As pathetic as this may sound, I don't know how to do these things....
For the last week I have been struggling with bieng firm and consistent, however I know how important it is for my family and I'm trying very hard. There is definitely a wedge between my husband and I which has me depressed. He is still holding firm that I "step it up" and "be a parent". As a result of how things have been the last month or so, I am very confused. I catch myself second and third guessing everything I do. But I'm not stopping! I'm TRYING...
For example, last weekend was pretty embarassing. It was the simplest of situations yet I was so caught up in not wanting to "do it wrong" I didn't know what to do! I was helping DH fix a light on our trailer and was holding wires and tools for him. DS5 was playing nearby and slipped around back of the house just out of eye sight. (Had I been alone I'm sure things would have been different.) Immediately both DH and I called to him to come right back where we could see him. When he didn't respond immediately, DH got irritated and asked why I didn't drop what I was holding and go get him? Instead I was standing there dumbfounded not knowing if I should drop the tools and run to him or ask if I was doing it right first, you know? I went to get him (he was about 10 feet away playing) and took him by the hand to DH. It was as if I wanted reassurance that I was doing it right and what to do next. DH and I both spoke to DS5 about the importance of coming when called and then I brought DS5 inside. DH followed a few minutes later and proceeded to drill me on why I couldn't do that myself? Why don't I have the forseight to think and plan out my actions? Well.... of course I can't lately! I've practically turned myself upside down and inside out to try and "retrain" myself and my way way of parenting!
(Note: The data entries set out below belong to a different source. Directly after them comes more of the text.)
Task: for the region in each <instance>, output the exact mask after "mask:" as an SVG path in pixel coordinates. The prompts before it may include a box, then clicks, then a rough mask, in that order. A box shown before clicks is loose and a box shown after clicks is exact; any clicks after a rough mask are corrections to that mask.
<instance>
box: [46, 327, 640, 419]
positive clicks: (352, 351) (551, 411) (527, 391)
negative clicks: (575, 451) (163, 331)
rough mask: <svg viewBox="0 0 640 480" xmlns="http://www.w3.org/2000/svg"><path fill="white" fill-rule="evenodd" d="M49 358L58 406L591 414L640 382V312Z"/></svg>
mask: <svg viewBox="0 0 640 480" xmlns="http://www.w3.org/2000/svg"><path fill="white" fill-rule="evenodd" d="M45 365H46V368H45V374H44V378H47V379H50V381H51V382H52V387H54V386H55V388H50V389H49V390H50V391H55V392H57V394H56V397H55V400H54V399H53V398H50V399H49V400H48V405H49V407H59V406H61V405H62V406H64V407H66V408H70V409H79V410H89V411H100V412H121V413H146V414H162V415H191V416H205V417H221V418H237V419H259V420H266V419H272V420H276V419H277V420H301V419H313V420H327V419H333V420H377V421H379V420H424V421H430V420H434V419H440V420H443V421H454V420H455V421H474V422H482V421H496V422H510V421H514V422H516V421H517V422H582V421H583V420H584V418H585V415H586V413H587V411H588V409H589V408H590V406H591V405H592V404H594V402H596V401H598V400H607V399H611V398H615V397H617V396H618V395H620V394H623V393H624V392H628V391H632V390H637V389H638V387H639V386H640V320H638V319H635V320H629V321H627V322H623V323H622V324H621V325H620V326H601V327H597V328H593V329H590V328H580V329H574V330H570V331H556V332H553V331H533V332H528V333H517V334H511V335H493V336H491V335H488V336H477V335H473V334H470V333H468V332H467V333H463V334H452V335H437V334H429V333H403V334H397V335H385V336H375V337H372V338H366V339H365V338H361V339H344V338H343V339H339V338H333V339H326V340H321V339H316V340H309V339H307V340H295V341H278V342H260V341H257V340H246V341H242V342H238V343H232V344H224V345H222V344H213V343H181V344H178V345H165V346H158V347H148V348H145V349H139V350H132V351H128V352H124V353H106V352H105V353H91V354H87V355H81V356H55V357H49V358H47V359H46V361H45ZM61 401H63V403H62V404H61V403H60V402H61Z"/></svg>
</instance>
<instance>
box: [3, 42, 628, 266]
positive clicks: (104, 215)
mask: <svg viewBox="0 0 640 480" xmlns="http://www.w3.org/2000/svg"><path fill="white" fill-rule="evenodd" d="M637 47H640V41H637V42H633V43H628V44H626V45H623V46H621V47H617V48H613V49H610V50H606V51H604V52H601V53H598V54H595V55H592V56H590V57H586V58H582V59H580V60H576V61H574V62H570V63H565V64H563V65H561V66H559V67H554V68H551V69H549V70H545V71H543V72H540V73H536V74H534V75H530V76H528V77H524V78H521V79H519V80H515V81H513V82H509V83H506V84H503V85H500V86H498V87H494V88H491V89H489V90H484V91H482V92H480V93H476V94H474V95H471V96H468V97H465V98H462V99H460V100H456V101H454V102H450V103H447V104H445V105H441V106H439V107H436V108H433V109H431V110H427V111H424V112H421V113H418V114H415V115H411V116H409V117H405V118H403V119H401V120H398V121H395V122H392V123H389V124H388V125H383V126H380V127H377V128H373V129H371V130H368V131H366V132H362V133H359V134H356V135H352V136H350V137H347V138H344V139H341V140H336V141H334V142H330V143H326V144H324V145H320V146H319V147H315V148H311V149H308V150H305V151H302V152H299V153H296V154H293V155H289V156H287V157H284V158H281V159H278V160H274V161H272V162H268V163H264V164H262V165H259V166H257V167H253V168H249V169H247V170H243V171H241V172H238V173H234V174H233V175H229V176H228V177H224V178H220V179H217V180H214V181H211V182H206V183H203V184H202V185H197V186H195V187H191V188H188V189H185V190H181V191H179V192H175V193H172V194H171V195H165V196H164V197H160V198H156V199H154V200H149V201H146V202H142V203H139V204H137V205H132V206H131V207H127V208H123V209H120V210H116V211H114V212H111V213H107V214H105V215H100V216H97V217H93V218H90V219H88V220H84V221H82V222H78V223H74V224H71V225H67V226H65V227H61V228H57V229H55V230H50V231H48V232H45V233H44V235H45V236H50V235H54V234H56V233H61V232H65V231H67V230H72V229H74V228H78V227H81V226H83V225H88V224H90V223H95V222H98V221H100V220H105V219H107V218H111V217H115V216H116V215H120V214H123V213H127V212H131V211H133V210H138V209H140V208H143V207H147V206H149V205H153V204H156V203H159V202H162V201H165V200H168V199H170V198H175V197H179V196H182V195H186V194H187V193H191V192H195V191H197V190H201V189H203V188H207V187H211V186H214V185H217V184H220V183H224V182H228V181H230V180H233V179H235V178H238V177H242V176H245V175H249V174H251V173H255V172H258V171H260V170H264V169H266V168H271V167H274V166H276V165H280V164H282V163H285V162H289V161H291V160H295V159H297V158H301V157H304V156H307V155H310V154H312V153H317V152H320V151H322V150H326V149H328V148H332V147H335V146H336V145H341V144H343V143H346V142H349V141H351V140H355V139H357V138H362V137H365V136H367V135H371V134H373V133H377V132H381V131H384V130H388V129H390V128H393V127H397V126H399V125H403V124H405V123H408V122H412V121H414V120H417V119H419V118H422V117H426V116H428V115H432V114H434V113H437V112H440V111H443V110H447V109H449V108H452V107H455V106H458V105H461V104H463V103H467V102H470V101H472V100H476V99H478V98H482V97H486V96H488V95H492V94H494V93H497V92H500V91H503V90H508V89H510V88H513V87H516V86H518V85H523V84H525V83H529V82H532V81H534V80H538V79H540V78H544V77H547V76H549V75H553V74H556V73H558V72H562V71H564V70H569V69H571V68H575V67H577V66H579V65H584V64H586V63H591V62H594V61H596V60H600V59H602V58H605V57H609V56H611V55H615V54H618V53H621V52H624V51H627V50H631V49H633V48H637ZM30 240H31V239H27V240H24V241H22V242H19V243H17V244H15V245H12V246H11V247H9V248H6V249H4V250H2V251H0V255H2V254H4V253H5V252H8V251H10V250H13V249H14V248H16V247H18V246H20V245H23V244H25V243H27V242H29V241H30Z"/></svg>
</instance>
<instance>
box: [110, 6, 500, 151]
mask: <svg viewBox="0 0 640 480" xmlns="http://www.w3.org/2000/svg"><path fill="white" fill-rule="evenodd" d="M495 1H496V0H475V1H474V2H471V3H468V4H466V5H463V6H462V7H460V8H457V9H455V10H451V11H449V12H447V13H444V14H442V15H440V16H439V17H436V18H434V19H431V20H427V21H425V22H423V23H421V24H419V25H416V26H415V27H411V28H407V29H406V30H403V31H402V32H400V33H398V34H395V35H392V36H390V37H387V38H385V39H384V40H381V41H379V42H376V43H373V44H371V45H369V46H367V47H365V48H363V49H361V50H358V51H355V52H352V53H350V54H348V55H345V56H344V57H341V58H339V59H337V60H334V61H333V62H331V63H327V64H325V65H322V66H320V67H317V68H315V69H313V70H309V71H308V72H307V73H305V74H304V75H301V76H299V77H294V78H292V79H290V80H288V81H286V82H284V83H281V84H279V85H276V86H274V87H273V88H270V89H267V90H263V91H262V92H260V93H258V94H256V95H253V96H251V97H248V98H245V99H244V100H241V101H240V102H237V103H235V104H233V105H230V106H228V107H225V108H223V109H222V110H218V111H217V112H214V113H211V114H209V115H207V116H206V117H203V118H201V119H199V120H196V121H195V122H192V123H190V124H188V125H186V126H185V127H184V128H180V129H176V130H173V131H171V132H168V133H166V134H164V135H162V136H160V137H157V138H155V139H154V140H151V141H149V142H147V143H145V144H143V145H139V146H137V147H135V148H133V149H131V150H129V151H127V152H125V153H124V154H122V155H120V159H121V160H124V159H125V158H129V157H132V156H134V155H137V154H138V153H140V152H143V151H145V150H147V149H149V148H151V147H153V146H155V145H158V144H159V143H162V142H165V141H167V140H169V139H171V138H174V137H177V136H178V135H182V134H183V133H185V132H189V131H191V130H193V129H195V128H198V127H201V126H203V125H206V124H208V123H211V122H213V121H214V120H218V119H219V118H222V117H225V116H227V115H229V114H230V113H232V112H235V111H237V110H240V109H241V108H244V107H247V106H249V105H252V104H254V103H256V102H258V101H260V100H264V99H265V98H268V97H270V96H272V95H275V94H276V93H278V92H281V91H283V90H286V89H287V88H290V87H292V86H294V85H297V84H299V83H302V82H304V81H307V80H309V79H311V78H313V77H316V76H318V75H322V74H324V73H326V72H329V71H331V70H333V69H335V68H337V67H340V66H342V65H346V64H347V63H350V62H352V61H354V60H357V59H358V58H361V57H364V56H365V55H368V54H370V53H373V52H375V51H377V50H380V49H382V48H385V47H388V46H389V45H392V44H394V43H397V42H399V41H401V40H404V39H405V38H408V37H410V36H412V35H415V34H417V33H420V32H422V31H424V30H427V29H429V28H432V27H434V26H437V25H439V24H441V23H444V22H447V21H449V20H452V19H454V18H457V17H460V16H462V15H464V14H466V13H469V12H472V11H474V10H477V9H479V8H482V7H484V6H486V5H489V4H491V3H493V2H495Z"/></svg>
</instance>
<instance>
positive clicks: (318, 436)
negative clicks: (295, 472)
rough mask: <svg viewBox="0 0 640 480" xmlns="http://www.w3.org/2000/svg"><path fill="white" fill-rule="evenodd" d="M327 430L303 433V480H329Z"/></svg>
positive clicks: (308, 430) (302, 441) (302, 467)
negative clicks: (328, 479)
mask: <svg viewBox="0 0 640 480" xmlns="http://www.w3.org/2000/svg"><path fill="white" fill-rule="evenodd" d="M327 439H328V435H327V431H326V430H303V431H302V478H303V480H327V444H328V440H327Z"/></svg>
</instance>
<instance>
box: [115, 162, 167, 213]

Speaking of upside down and inside out.... to add more stress and strain to my whole family dynamic, I was in the ER Wednesday morning with Vertigo. DS10 found me in the bathroom and got DH to wake up to help me. All three guys were great helping me out and it was good to see all four of us work as a family/team again. Then the stressors kicked in. Now I need help getting the boys to school in the morning cuz I can't drive. It's been even MORE of a struggle to be consistent, present and firm since I can't see/walk straight. I also get so exhausted quickly.
I did have an issue with DS10 the other day getting mouthy with an attitude which I'm sure was a mix of being tired from the ER trip and stress of what's going on. I felt confident in my ability to stop that. I was holding myself up on the table and told him that if he didn't stop mouthing off he wouldn't be able to use the computer that morning which is what he wanted. Conveniently I was able to stand by what I said as there wasn't much time. However, it worked and he stopped.
DS5 has been very smart mouthed with a sassy attitude and I'm having trouble with him. He is the kind of kid that runs or gets limp if you try to pick him up. So being dizzy I am nervous about standing my ground with him. But I know I need to and being sick is no excuse. When I tell him I'm going to take something away he says "go ahead" or "you can't get me... nah-nah-nah-NAH". I'm not going to play games with him, not going to engage in arguing but I am not physiclally able to do too much. Any suggestions for dealing with him?
I do miss my husband, terribly. He is here but it's obvious that there is a major strain. I just told him that I'm now going to be out of work on short term disability and that was like another stab in the back. Besides all of this parenting trouble we are having we are also filing bankruptcy. We are in a huge financial mess which I know is also contributing to all of this. So being out of work is another blow. I just want to be happy again.